The failing test in question was part of a series of tests that used client certificates signed by various-sized DSA keys in order to authenticate to the server; the server would then run special, non-standard logic that checks the client certificate key size and reject the connection if the key is too small. In this case the minimum keysize was set for 4k DSA, but the connection with the 4k key was rejected anyways:
ERROR :Closing link: (a@127.0.0.1) [Access denied by configuration] Access denied for 'dsa-4k-sha512'
Yes, that Access denied by configuration log message is not very helpful and I intend to change it (eventually). In the meantime, the server log message provided a much better diagnosis:
Fri Nov 08 2019 07:28:40 m_ssl_openssl: Invalid peer certificate chain from '127
.0.0.1' port '6697' ('Could not get peer certificate')

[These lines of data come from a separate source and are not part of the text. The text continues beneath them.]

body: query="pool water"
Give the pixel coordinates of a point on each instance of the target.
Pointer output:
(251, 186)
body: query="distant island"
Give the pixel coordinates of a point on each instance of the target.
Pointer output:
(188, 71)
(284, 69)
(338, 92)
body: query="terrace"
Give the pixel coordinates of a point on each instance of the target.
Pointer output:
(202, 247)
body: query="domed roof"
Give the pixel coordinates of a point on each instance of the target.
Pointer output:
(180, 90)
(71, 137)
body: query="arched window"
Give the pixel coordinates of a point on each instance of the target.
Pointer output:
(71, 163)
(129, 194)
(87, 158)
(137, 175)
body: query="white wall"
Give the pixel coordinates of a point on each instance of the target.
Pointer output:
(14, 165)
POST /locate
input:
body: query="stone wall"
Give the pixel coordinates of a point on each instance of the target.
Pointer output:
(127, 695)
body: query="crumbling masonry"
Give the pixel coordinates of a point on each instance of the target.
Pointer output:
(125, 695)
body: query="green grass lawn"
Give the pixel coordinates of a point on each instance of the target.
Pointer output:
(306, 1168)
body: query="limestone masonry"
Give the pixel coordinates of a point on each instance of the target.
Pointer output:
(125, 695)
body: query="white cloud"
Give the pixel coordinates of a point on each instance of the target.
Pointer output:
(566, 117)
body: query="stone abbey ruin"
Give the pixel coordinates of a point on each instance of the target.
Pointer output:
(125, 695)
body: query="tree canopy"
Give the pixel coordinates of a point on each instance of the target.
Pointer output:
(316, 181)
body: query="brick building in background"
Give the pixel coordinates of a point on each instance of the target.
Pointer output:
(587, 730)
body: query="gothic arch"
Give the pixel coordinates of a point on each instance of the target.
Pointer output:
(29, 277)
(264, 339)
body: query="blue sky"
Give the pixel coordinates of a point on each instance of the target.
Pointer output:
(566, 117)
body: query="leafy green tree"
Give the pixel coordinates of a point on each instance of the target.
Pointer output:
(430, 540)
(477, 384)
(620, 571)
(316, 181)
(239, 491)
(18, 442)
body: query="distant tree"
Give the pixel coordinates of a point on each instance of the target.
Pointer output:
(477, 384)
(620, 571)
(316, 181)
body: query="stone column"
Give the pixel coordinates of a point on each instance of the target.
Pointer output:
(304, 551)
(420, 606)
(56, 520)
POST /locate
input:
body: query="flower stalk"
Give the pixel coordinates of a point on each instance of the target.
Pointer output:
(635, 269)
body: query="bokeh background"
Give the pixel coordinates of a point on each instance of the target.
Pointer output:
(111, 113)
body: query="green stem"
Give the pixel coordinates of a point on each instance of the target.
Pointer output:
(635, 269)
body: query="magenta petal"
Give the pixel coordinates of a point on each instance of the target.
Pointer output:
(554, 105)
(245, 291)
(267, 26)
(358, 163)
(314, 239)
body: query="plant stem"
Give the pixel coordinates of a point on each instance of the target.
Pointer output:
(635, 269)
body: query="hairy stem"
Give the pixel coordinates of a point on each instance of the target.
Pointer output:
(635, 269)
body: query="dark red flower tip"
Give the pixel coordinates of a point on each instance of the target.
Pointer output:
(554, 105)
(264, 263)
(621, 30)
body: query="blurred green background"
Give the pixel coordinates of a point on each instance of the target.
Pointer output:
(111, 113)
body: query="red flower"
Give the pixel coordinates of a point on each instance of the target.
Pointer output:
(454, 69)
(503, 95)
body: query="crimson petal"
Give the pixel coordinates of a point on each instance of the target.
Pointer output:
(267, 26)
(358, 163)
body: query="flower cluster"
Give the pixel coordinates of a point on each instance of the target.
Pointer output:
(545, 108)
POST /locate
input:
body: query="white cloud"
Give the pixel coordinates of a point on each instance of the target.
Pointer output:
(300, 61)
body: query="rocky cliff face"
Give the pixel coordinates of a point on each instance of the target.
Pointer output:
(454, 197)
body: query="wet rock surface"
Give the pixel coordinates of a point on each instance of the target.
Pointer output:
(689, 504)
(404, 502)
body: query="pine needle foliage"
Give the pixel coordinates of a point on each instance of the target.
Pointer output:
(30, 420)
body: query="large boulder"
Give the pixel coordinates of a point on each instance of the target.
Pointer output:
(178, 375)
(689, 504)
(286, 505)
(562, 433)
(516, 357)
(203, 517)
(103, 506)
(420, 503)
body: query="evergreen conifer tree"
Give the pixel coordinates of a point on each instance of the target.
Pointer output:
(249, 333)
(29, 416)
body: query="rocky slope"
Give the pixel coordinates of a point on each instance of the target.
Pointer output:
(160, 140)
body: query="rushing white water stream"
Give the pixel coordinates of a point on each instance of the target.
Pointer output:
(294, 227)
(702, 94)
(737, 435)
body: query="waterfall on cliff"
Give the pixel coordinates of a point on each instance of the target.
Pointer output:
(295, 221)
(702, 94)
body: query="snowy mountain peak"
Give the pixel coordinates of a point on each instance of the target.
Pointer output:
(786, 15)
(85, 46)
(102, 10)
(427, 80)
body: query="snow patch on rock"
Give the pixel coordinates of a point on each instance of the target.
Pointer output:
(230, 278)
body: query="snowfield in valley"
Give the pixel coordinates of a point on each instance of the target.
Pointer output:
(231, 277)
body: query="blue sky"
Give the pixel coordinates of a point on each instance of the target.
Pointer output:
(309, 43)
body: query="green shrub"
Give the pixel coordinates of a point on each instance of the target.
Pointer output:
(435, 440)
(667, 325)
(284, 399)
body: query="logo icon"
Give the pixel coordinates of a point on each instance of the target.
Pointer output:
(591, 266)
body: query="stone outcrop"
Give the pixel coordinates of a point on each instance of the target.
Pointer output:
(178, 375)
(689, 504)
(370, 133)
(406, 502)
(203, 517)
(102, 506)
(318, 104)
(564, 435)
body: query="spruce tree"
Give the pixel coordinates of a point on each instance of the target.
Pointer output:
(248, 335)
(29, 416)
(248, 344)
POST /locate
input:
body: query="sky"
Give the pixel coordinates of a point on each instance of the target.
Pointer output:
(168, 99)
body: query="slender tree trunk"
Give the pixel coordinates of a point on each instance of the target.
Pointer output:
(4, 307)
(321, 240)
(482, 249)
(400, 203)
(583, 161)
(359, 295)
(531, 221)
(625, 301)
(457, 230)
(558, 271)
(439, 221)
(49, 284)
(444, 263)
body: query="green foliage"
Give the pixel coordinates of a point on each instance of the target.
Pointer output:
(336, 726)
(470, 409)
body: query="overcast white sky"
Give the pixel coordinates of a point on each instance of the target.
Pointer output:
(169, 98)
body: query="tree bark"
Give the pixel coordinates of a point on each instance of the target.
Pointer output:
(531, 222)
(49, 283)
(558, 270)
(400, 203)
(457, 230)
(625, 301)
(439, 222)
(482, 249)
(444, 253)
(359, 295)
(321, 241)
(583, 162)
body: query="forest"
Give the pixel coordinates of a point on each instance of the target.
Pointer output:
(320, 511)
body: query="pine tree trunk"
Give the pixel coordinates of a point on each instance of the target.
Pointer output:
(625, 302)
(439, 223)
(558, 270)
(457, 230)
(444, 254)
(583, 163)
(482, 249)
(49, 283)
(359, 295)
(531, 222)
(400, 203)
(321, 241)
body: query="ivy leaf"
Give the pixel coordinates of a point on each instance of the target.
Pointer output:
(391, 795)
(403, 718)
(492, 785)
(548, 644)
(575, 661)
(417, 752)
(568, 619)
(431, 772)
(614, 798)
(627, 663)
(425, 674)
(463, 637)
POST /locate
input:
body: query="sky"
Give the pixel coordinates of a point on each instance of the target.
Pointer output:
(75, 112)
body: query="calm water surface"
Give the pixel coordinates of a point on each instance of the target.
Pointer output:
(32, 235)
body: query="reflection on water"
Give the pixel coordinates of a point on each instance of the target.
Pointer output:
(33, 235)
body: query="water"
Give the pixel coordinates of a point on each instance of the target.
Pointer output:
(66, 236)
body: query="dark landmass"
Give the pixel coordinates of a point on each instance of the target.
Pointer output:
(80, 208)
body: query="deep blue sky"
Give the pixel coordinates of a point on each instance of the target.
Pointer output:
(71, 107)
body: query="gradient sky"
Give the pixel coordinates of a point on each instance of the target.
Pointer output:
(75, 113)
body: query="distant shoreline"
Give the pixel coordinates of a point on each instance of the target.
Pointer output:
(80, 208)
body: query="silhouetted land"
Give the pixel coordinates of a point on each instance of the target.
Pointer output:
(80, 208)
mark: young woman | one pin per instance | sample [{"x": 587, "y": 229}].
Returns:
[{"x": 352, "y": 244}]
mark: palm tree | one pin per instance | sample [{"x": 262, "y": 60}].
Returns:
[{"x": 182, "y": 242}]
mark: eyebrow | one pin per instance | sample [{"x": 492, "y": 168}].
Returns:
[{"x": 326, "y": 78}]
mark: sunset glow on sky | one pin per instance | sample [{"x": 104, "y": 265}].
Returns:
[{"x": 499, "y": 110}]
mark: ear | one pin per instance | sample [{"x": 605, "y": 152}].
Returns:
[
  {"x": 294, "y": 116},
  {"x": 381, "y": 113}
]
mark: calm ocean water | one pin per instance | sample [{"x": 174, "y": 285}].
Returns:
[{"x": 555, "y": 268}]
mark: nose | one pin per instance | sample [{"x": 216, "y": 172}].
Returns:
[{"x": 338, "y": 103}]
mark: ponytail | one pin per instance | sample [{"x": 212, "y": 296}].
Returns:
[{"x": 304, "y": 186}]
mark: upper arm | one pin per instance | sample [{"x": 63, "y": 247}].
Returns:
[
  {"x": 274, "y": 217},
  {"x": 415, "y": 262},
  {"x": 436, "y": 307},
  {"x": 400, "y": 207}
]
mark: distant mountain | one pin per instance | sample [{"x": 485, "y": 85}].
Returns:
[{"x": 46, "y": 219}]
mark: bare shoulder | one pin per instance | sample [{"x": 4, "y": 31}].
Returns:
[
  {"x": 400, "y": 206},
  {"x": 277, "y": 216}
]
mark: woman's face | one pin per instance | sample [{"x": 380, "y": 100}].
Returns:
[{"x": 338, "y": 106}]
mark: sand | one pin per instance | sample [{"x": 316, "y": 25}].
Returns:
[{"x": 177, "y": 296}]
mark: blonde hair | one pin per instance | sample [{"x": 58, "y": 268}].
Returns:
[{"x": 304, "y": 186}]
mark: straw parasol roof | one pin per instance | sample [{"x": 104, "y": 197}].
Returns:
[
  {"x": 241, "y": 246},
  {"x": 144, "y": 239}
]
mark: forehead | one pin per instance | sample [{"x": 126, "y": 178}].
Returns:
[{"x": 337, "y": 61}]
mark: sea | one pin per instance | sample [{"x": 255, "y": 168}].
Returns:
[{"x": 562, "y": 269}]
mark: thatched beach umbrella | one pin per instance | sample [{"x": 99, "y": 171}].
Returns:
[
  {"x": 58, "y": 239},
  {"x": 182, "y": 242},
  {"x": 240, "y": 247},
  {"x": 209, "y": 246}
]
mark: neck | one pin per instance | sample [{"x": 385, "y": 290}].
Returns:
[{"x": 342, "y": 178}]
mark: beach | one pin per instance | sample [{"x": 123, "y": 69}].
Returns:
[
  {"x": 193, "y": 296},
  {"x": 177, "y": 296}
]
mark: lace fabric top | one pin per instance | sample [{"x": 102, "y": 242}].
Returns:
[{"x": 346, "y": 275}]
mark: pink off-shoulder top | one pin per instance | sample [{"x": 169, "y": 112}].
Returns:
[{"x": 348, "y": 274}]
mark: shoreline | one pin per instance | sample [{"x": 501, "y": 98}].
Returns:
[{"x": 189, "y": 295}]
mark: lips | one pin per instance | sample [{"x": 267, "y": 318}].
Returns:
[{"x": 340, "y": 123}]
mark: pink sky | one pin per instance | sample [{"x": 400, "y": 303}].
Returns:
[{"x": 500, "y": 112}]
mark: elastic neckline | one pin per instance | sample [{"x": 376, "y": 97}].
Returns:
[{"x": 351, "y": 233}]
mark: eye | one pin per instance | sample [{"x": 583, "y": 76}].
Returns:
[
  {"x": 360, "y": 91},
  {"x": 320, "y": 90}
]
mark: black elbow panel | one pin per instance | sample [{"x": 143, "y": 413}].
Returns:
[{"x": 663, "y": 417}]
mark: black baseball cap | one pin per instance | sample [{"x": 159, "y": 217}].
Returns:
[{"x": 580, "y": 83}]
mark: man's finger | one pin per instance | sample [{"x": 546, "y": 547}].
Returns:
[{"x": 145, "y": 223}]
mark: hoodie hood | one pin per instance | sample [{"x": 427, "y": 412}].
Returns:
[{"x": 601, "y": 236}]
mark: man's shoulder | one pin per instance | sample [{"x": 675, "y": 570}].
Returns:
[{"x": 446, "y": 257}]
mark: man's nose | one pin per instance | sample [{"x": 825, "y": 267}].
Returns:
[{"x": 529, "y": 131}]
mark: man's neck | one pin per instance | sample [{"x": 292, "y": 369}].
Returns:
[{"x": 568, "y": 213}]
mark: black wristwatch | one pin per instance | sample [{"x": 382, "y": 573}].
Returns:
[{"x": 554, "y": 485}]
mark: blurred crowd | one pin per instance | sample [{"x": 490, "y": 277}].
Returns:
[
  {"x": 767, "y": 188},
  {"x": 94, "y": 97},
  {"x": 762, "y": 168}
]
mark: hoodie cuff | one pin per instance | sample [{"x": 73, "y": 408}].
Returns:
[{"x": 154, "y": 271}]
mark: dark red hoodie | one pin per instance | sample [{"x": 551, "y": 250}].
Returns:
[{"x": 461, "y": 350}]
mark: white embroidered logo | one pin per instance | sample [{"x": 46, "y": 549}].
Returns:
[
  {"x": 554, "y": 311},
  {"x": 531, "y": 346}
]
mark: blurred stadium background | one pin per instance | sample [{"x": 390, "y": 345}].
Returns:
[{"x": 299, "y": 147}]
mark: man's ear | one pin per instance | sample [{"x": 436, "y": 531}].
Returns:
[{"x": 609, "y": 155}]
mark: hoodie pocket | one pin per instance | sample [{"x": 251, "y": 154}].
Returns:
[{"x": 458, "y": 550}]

So the certificate wasn't even being passed from client to server? Strange. Looking at the 2k DSA keysize test showed the same issue, only the test didn't fail because the connection was supposed to fail. This led me to think that the connection would fail for any DSA-signed certificate. A post suggested that only certain DSA key sizes were supported, specifically, 3k DSA at most, but I wasn't sure how to test this hypothesis, and the test had worked before so the suggestion seemed suspect. After playing around some more I noticed something interesting about the "signature algorithms" in use:
Requested Signature Algorithms: ECDSA+SHA256:ECDSA+SHA384:ECDSA+SHA512:Ed25519:E d448:RSA-PSS+SHA256:RSA-PSS+SHA384:RSA-PSS+SHA512:RSA-PSS+SHA256:RSA-PSS+SHA384: RSA-PSS+SHA512:RSA+SHA256:RSA+SHA384:RSA+SHA512:ECDSA+SHA224:ECDSA+SHA1:RSA+SHA2 24:RSA+SHA1 Shared Requested Signature Algorithms: ECDSA+SHA256:ECDSA+SHA384:ECDSA+SHA512:Ed 25519:Ed448:RSA-PSS+SHA256:RSA-PSS+SHA384:RSA-PSS+SHA512:RSA-PSS+SHA256:RSA-PSS+ SHA384:RSA-PSS+SHA512:RSA+SHA256:RSA+SHA384:RSA+SHA512
None of the listed signature algorithms used plain DSA! Well, while interesting, I'd need a way to tweak the signature algorithms in order to test whether this was the issue or not, and I didn't know of a quick way to do that. Instead, as I noticed that I had been connecting with TLS 1.3 rather than 1.2 as in the past, I decided to try using the old version and seeing if that changed anything. I quickly found s_client's -tls1_2 option, re-ran the tests, and... it worked:
Requested Signature Algorithms: ECDSA+SHA256:ECDSA+SHA384:ECDSA+SHA512:Ed25519:E d448:RSA-PSS+SHA256:RSA-PSS+SHA384:RSA-PSS+SHA512:RSA-PSS+SHA256:RSA-PSS+SHA384: RSA-PSS+SHA512:RSA+SHA256:RSA+SHA384:RSA+SHA512:ECDSA+SHA224:ECDSA+SHA1:RSA+SHA2 24:RSA+SHA1:DSA+SHA224:DSA+SHA1:DSA+SHA256:DSA+SHA384:DSA+SHA512 Shared Requested Signature Algorithms: ECDSA+SHA256:ECDSA+SHA384:ECDSA+SHA512:Ed 25519:Ed448:RSA-PSS+SHA256:RSA-PSS+SHA384:RSA-PSS+SHA512:RSA-PSS+SHA256:RSA-PSS+ SHA384:RSA-PSS+SHA512:RSA+SHA256:RSA+SHA384:RSA+SHA512:ECDSA+SHA224:ECDSA+SHA1:R SA+SHA224:RSA+SHA1:DSA+SHA224:DSA+SHA1:DSA+SHA256:DSA+SHA384:DSA+SHA512
Er, well, that is, it mostly worked, because now the elliptic curve test was failing! But at least the DSA tests were acting as expected, and I could see from the "signature algorithms" data that non-elliptic DSA signatures were now listed. So perhaps the client didn't bother to send client certificates which weren't signed with an appropriate signature algorithm (though it would have been nice to have a warning that the client certificate would be ignored)? Either way, it seemed that this change was brought about by the version change, so I did some searching and found this page which helpfully explained that, "DSA certificates are no longer allowed in TLSv1.3.". Well, that would certainly do it.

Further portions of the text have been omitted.